Pentaho PDI Repository connection


  1. Can you explain the difference between different types of repositories in Pentaho PDI and whats the use of having these different repositories?
  2. What is benifit of JNDI and OCI database connection wizard and how to configure these two?

Thanks for your inputs in advance.


Solution

  • Question 1: You have 3 types of repositories: File repository, Database repository and Pentaho repository.

    You can Export/Import from one repository format to an other at any time.

    The File repository saves the transformation/jobs/connections/etc... in xml files. The two others stores them in a database, which means then can be shared between users. The Database (CE) repository contains only the last version, while the Pentaho (EE) repository, for which you have to pay a licence, has version control and other fancy stuff.

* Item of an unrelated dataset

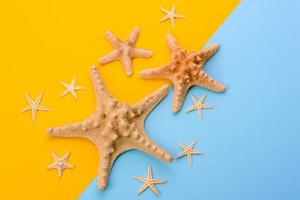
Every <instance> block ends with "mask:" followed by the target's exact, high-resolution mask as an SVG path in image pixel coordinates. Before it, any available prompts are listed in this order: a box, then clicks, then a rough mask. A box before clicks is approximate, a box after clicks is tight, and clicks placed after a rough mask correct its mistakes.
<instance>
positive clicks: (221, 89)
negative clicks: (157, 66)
mask: <svg viewBox="0 0 300 200" xmlns="http://www.w3.org/2000/svg"><path fill="white" fill-rule="evenodd" d="M167 44H168V46H169V49H170V51H171V59H170V62H169V64H167V65H165V66H163V67H159V68H156V69H149V70H145V71H142V72H141V74H140V75H141V77H143V78H163V79H169V80H170V81H171V82H172V83H173V85H174V96H173V112H178V111H179V110H180V109H181V107H182V104H183V101H184V98H185V95H186V93H187V91H188V89H189V88H190V87H192V86H194V85H198V86H202V87H204V88H207V89H209V90H213V91H215V92H224V90H225V86H224V85H222V84H220V83H217V82H216V81H214V80H213V79H212V78H211V77H209V76H208V75H207V74H206V73H205V72H204V69H203V67H204V64H205V62H206V61H207V60H208V59H209V58H210V57H212V56H213V55H214V54H215V53H216V51H217V49H218V48H219V45H217V44H215V45H211V46H209V47H207V48H204V49H203V50H201V51H200V52H187V51H186V50H184V49H182V48H180V47H179V45H178V44H177V42H176V40H175V38H174V37H173V36H171V35H170V34H168V35H167Z"/></svg>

    Which one to choose: For a single user, the simplest is the file repository ...Unless you want to query the repository with SQL which may be useful when you are suddenly put in front of an undocumented ETL system in production for migration, upgrade, optimization or debug.

    For multi developers use a database repository, if you plan the developers to use but rarely modify transformation/jobs written by other. Otherwise, if you feel you need a version control for frequent revert, use files shared on a SVN, like github. In which case, other developer will need to download committed modification to keep in synch.

    And of course, if your client can afford to sponsor OpenSource by buying a license, take the Entreprise repository which gives you both: real time modifications and version control.

    Question 2: If you ask the question, use JDBC (OCI) with connection parameters defined in the kettle.property. The JINI is a technology by which multi-user shares the same connection, which appears as a centralized service. In the context of PDI there is really few differences, except when you DBA gives you the connection credentials in JINI or JDBC format.